The new multilayer deposition method makes a lithium garnet (LLZO) material that the researchers say shows the fastest ionic conductivity yet for a lithium-based electrolyte compound of about 2.9 x 10-5 Siemens (0.000029 Siemens) per centimeter. This ionic conductivity is competitive with solid-state lithium battery thin-film electrolytes based on LIPON (lithium phosphorus oxynitride).

"Having the lithium electrolyte as a solid-state very fast conductor allows you to dream out loud of anything else you can do with fast lithium motion," Rupp said.

Aluminum Added

A small fraction of aluminum was added to the lithium garnet formulation because aluminum is known to stabilize the highly conductive cubic phase of this high-temperature ceramic.

In addition to using Raman spectroscopy analysis, they used another technique, known as negative-ion time-of-flight secondary ion mass spectrometry (TOF-SIMS). This technique revealed that the aluminum maintains its position at what were originally the interfaces between the lithium nitride and lithium garnet layers before the heating expelled the fused material and the nitrogen.

"When you look at large-scale processing of pellets by sintering, then everywhere where you have a grain boundary, you will find close to it a higher concentration of aluminum. So we see a replica of that in our new processing, but on a smaller scale at the original interfaces," Rupp says. "These little things are what adds up, also, not only to my excitement in engineering but my excitement as a scientist to understand phase formations, where that goes and what that does," Rupp said.

Oxford Professor Bruce noted the novelty of the approach commenting, "I'm not aware of similar nanostructured approaches to reduce diffusion lengths in solid-state synthesis."

"Although the paper describes specific application of the approach to the formation of lithium-rich and therefore highly conducting garnet solid electrolytes, the methodology has more general applicability, and therefore significant potential beyond the specific examples provided in the paper," Bruce added.

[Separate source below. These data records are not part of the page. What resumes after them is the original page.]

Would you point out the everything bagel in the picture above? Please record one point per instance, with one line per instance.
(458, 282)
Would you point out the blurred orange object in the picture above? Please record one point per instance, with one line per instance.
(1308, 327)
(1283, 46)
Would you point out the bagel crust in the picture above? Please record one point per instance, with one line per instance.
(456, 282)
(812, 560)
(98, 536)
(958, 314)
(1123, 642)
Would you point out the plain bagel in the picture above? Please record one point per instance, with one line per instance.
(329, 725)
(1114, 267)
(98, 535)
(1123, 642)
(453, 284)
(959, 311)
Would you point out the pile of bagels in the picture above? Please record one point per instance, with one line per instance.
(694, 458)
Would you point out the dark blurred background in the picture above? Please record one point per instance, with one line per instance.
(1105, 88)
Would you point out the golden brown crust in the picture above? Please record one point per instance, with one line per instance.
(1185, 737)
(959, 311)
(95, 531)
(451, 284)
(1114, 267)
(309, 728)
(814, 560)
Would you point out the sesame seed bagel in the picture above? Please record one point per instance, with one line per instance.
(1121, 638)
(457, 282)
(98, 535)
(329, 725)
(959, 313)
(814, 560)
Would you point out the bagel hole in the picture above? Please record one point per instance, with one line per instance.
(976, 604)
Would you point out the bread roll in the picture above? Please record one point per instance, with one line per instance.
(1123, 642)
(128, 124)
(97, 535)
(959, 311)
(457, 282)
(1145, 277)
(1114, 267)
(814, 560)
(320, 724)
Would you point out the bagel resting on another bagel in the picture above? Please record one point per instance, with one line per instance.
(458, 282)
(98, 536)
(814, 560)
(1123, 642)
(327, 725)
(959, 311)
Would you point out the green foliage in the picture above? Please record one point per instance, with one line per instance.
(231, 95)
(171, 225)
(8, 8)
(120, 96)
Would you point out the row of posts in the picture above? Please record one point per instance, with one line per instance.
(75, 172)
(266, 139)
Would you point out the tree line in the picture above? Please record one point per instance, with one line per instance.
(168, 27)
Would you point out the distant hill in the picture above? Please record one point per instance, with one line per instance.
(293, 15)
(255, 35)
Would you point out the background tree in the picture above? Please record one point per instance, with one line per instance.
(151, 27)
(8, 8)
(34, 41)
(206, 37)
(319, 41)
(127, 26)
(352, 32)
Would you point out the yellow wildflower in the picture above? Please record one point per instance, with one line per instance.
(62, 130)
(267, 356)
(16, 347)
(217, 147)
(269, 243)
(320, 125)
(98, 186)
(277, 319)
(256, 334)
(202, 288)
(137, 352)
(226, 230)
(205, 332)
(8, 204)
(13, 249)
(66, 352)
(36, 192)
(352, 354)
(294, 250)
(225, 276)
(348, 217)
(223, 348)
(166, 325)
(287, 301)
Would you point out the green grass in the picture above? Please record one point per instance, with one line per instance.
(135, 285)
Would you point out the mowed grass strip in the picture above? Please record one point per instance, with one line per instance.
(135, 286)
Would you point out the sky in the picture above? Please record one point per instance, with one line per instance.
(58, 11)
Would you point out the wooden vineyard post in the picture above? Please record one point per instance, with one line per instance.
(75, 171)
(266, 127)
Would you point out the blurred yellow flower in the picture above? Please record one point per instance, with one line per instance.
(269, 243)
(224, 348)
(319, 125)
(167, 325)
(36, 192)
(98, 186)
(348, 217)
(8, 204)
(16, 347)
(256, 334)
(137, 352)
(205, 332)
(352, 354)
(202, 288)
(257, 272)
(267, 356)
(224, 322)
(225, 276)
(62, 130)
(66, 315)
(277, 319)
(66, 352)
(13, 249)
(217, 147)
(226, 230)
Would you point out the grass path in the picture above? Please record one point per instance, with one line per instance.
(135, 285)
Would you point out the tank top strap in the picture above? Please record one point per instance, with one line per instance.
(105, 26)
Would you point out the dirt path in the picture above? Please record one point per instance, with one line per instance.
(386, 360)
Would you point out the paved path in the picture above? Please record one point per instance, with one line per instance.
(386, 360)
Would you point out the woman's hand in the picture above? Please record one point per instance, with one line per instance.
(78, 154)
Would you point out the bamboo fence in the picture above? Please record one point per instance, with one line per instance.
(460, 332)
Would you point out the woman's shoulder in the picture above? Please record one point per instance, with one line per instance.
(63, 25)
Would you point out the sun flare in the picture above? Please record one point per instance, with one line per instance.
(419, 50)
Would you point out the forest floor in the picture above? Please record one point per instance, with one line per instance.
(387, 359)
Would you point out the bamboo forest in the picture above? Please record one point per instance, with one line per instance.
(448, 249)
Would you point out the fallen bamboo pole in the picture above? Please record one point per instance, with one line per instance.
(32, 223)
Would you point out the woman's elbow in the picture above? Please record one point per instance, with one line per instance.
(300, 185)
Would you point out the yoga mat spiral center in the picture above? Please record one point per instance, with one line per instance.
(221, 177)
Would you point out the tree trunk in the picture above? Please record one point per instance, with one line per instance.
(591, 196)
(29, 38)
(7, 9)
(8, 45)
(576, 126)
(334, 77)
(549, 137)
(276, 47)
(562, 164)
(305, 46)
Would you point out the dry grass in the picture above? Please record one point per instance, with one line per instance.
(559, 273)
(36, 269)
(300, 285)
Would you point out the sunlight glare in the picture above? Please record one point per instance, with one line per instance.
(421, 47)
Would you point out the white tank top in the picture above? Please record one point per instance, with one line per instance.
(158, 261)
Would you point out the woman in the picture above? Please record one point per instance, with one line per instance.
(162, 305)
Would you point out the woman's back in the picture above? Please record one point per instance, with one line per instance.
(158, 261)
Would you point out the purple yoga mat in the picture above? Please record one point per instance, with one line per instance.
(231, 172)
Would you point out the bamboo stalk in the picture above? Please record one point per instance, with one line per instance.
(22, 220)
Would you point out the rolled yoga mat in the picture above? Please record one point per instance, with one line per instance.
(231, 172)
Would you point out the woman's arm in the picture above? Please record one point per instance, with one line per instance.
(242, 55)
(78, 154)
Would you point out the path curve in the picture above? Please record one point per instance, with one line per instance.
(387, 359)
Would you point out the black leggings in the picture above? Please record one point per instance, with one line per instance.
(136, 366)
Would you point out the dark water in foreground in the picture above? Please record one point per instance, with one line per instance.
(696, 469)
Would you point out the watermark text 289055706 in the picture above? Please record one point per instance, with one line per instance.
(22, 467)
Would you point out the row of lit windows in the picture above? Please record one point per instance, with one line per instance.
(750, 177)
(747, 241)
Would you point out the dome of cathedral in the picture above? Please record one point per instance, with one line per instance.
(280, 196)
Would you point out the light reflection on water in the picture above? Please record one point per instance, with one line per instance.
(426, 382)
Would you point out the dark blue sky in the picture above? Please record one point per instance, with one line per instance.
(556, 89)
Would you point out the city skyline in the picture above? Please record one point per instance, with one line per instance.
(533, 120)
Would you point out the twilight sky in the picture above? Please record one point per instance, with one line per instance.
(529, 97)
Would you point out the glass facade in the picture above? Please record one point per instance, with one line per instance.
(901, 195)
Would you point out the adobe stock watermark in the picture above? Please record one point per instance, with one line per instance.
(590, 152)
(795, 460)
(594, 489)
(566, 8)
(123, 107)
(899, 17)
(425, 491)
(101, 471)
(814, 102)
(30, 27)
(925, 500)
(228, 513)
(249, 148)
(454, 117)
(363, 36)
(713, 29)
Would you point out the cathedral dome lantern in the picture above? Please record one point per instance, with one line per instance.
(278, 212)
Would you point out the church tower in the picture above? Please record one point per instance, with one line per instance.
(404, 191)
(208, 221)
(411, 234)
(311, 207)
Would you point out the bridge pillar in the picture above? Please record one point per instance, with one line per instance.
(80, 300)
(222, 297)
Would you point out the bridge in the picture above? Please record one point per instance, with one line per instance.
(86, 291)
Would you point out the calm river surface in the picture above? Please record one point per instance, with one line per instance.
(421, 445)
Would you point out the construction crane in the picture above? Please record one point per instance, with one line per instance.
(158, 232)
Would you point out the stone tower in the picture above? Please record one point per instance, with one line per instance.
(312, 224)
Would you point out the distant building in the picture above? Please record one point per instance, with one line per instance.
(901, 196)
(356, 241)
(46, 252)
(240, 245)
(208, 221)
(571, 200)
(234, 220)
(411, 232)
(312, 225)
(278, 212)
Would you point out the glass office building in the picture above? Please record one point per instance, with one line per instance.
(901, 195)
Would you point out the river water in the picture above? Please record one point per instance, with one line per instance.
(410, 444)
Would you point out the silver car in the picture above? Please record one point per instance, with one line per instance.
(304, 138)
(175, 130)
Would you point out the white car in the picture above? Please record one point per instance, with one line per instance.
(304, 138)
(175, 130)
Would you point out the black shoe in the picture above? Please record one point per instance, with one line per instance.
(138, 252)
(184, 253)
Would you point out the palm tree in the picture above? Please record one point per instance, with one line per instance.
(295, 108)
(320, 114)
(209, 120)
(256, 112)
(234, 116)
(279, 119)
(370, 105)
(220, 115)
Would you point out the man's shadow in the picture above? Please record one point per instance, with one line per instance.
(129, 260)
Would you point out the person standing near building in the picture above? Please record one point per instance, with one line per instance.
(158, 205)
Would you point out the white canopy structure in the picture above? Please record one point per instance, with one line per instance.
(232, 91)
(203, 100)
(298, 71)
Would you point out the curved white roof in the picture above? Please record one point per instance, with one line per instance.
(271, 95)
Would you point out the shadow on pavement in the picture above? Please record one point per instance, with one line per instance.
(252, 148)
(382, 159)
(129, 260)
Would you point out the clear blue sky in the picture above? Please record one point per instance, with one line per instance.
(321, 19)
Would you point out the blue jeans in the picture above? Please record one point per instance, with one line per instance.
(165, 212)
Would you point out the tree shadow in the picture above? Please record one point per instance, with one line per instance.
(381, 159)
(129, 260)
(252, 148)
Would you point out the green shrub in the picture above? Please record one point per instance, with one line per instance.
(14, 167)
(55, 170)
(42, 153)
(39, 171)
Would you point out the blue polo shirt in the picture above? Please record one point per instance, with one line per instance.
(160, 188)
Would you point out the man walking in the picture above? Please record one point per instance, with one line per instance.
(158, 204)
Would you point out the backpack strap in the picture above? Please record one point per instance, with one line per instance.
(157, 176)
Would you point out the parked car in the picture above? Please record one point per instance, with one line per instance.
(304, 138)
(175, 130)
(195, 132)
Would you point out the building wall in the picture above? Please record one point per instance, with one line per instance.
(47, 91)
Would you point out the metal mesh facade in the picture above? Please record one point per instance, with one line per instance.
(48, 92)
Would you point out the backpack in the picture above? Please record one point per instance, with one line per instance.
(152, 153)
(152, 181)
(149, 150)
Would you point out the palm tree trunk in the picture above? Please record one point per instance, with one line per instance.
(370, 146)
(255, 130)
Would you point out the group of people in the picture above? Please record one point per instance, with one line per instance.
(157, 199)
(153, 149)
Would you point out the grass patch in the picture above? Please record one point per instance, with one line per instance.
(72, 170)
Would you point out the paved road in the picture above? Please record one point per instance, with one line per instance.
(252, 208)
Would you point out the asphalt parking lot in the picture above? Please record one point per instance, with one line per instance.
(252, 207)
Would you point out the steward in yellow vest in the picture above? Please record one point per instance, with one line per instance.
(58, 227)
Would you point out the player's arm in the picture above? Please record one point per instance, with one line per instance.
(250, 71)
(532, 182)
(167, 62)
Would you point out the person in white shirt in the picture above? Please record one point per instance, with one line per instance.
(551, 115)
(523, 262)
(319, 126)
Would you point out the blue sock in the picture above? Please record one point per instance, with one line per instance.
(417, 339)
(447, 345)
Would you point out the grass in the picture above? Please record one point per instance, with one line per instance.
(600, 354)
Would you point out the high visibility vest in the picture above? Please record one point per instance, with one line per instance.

After demonstrating the unique processing and high conductivity of the lithium garnet electrode, the next step will be to assess the material in an actual battery to investigate how the material reacts with a battery cathode and how stable it is. "There is still a lot to come," Rupp predicts.

While the work will likely first apply to batteries, Rupp predicts another decade of advances based upon applications of her processing techniques to devices for artificial intelligence, neuromorphic computing, and fast gas sensors. "The moment the lithium is in a small solid-state film, you can use the fast motion to trigger other electrochemistry," she said.

Several companies have already shown an interest in using the new electrolyte approach.

Reference Materials

Pfenninger, R., Struzik, M., Garbayo, I., Stilp, E., Rupp, J. L.M. A low ride on processing temperature for fast lithium conduction in garnet solid-state battery films. Nature Energy, 4, pages 475-483 (2019).